You can see how this would make a person crazy. It sounds insane, to write it out.

But, again, I hadn’t stepped back to consider this.

And suddenly, flat on my back, imagining the waters rising around Bangkok’s city center, I thought, “What if this was the story? What if this is how it ends? I spent all that time trying to know everything, be a stronger, better person, and for what? For some imagined future that’s never coming. I could have just relaxed a little. I could have just been nicer to myself.”

And that, for whatever reason, was hilarious. In a sort of slapstick, I Love Lucy-esque way.

So I laughed, in my head. I don’t think I laughed out loud, although maybe I did. And then, the power went out in the hospital, and I don’t remember anything else until I woke up in the ICU.

But anyway.

People of a certain disposition think they need to be constantly improving themselves, that they are not enough as they are.

(Other people, of course, are big fans of taco bowls and think they don’t need any improvements whatsoever.)

For those who think they need to start mainlining self-improvement before they’re certified to walk out the door, I’ll just gently suggest that this is not the case, and state the obvious: a lot of people make a lot of money by telling people, especially women, that they’re serious fixer-uppers.

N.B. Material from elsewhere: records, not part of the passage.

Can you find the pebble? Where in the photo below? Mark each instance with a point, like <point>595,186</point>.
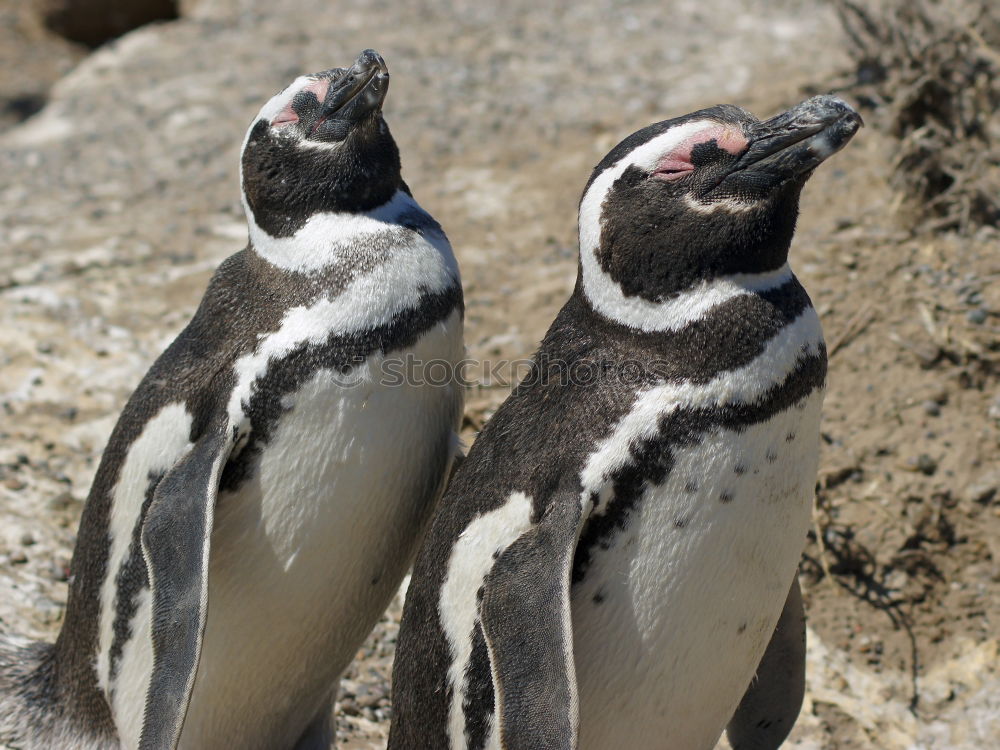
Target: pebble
<point>977,316</point>
<point>984,488</point>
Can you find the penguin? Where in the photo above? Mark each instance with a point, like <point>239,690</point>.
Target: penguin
<point>264,490</point>
<point>614,561</point>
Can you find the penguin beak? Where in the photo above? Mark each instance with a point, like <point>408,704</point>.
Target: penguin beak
<point>794,143</point>
<point>353,94</point>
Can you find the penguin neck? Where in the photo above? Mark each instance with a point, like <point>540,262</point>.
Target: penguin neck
<point>329,238</point>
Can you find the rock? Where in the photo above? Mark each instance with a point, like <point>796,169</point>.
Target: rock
<point>984,488</point>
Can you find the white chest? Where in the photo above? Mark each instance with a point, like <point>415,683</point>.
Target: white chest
<point>308,551</point>
<point>672,619</point>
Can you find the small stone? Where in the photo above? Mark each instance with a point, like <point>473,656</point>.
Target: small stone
<point>984,488</point>
<point>926,465</point>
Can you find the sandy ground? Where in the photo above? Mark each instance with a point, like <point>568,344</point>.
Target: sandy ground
<point>120,197</point>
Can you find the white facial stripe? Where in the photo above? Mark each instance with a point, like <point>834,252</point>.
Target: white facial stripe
<point>282,99</point>
<point>271,110</point>
<point>729,205</point>
<point>163,441</point>
<point>472,558</point>
<point>606,295</point>
<point>645,157</point>
<point>744,385</point>
<point>328,237</point>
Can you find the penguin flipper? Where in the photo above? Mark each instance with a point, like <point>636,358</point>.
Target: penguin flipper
<point>525,616</point>
<point>175,542</point>
<point>771,704</point>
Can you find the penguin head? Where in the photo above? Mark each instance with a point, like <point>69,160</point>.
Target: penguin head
<point>320,145</point>
<point>709,194</point>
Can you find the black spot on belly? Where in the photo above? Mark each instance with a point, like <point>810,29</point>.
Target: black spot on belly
<point>652,459</point>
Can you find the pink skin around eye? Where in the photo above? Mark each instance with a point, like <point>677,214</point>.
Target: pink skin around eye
<point>288,115</point>
<point>677,163</point>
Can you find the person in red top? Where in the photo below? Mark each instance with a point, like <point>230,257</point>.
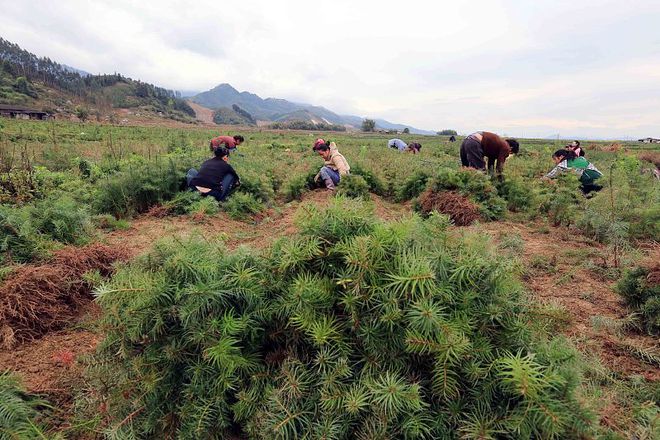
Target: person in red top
<point>490,145</point>
<point>229,142</point>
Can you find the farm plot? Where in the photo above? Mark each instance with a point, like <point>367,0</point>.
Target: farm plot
<point>299,333</point>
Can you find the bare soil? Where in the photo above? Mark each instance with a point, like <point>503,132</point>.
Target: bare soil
<point>50,364</point>
<point>202,113</point>
<point>585,294</point>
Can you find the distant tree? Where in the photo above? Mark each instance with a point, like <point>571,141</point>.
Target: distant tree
<point>368,125</point>
<point>82,113</point>
<point>21,85</point>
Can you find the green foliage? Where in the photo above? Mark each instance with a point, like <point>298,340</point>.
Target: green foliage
<point>138,188</point>
<point>19,242</point>
<point>22,85</point>
<point>412,186</point>
<point>298,185</point>
<point>18,411</point>
<point>241,206</point>
<point>368,125</point>
<point>520,196</point>
<point>475,185</point>
<point>352,329</point>
<point>641,293</point>
<point>353,185</point>
<point>561,200</point>
<point>63,219</point>
<point>182,202</point>
<point>81,113</point>
<point>374,182</point>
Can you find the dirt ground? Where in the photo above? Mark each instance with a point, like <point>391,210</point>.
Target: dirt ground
<point>592,306</point>
<point>49,365</point>
<point>202,113</point>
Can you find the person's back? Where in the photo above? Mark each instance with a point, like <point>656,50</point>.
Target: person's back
<point>211,173</point>
<point>215,177</point>
<point>488,144</point>
<point>397,143</point>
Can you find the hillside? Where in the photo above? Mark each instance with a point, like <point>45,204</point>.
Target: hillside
<point>281,110</point>
<point>64,91</point>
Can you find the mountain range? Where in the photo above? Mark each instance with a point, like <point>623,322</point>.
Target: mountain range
<point>224,96</point>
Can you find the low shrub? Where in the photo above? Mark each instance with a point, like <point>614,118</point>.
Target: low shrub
<point>298,185</point>
<point>412,186</point>
<point>561,200</point>
<point>205,206</point>
<point>519,196</point>
<point>137,189</point>
<point>61,218</point>
<point>19,411</point>
<point>241,206</point>
<point>259,186</point>
<point>352,329</point>
<point>374,183</point>
<point>353,185</point>
<point>640,288</point>
<point>182,202</point>
<point>19,241</point>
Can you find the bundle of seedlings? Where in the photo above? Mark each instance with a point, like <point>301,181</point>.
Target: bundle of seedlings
<point>19,411</point>
<point>35,299</point>
<point>352,329</point>
<point>640,288</point>
<point>475,187</point>
<point>461,210</point>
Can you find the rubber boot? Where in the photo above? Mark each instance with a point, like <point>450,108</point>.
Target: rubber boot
<point>329,184</point>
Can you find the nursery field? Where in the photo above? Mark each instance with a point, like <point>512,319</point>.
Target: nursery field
<point>421,300</point>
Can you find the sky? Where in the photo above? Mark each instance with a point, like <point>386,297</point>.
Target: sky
<point>579,68</point>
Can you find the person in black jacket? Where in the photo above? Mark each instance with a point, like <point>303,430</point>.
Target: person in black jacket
<point>216,178</point>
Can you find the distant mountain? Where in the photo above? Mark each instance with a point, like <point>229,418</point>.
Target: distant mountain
<point>28,80</point>
<point>74,70</point>
<point>281,110</point>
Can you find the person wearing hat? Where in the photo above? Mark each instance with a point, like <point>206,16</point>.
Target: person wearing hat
<point>397,143</point>
<point>486,144</point>
<point>414,147</point>
<point>575,147</point>
<point>335,164</point>
<point>215,178</point>
<point>229,142</point>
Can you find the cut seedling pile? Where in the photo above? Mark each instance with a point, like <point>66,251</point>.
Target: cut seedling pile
<point>36,299</point>
<point>459,208</point>
<point>351,329</point>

And in fact, the very thing making you feel crazy is probably that you’re inundated by chipper tips to “boost your self-confidence” and “lean in” and “stop apologizing” and “live the life you’ve imagined.”

In the face of such an avalanche, it’s easy to see why a quieter, less marketable philosophy like, “You are sufficient,” becomes easily lost. There’s no great mystery about it, it requires no multi-step processes, it makes for terrible clickbait, and it won’t sell any books. But on my last day on earth, it’s the only thing I knew.